For the first time since I started writing about Turkey, I believe that its democratic institutions are seriously under threat. If this bill is passed and the judiciary is effectively merged with the executive Erdogan and the AKP will have destroyed the last internal check to their political power. If the AKP has a strong showing in the March elections, which polls and reporting suggest will happen, I would not be surprised if Erdogan announces his intention to continue on as Prime Minister.

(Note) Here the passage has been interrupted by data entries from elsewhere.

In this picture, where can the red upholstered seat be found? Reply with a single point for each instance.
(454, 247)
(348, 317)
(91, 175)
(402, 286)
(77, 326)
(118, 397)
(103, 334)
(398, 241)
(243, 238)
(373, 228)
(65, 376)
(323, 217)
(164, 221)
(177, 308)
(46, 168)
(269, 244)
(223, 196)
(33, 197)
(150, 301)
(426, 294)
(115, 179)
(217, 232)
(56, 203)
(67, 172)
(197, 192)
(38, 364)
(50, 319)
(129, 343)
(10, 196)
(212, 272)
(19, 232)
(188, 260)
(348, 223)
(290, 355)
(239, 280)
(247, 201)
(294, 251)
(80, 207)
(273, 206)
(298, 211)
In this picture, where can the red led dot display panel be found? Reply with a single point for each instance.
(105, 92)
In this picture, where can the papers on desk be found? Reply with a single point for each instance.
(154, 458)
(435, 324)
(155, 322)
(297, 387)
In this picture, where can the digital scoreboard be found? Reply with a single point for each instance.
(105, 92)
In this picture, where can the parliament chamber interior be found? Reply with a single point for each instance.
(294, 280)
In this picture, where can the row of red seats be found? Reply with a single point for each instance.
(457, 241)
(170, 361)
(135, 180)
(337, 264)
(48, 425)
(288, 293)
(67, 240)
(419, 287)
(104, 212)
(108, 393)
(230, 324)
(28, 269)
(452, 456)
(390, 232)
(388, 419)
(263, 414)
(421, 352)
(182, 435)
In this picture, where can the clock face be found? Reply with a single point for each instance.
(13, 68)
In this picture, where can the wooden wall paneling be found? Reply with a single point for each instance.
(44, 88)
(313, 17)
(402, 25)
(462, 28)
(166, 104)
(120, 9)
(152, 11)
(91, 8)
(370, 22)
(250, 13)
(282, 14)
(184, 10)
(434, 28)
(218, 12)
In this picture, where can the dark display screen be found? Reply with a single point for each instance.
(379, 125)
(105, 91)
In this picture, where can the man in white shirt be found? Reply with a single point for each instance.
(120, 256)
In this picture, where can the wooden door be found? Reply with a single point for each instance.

If there was ever a time for the US to throw its diplomatic arsenal at Turkey, it is now. Unfortunately, the US government has stated its intention to do precisely the opposite. On January 12 Secretary of State Kerry met with Foreign Minister Davutoglu and they subsequently held a joint press conference. The press conference revealed that Kerry and Davutoglu discussed Turkey’s ongoing political problems. However, Kerry also unequivocally stated that “the United States of America has absolutely no interest in being caught up in or engaged in or involved in the internal politics, the election process of Turkey.” I would normally agree that the US should keep its distance from internal political rows, but this is an exceptional case. Given the strategic and symbolic importance maintaining democracy in Turkey, it would be detrimental not only to Turkey but to US interests for the Department of State to avoid voicing its displeasure regarding recent political developments. If done behind the scenes as to avoid playing in to current conspiracy theories, I believe a multi-facited diplomatic blitz could discourage Turkey’s leadership from further assaults against the country’s democratic structures. Not only should State personel be involved in this effort, but President Obama should take advantage of his historically close relationship with PM Erdogan and make a personal appeal. Turkey is in several tight diplomatic spots right now. It is going ahead with plans to pump oil from Iraqi Kurdistan, much to the chagrin of the central government in Baghdad. The Syrian crisis has flooded Turkey with refugees and compromised the safety of its southern borders. If the US offers to help Turkey solve these or other international problems the Turkish government may be more inclined to take US displeasure with the current political developments seriously. If the US government is truly committed to supporting democracy building abroad, it must make efforts to prevent the erosion of democracy in one of its most strategic allies.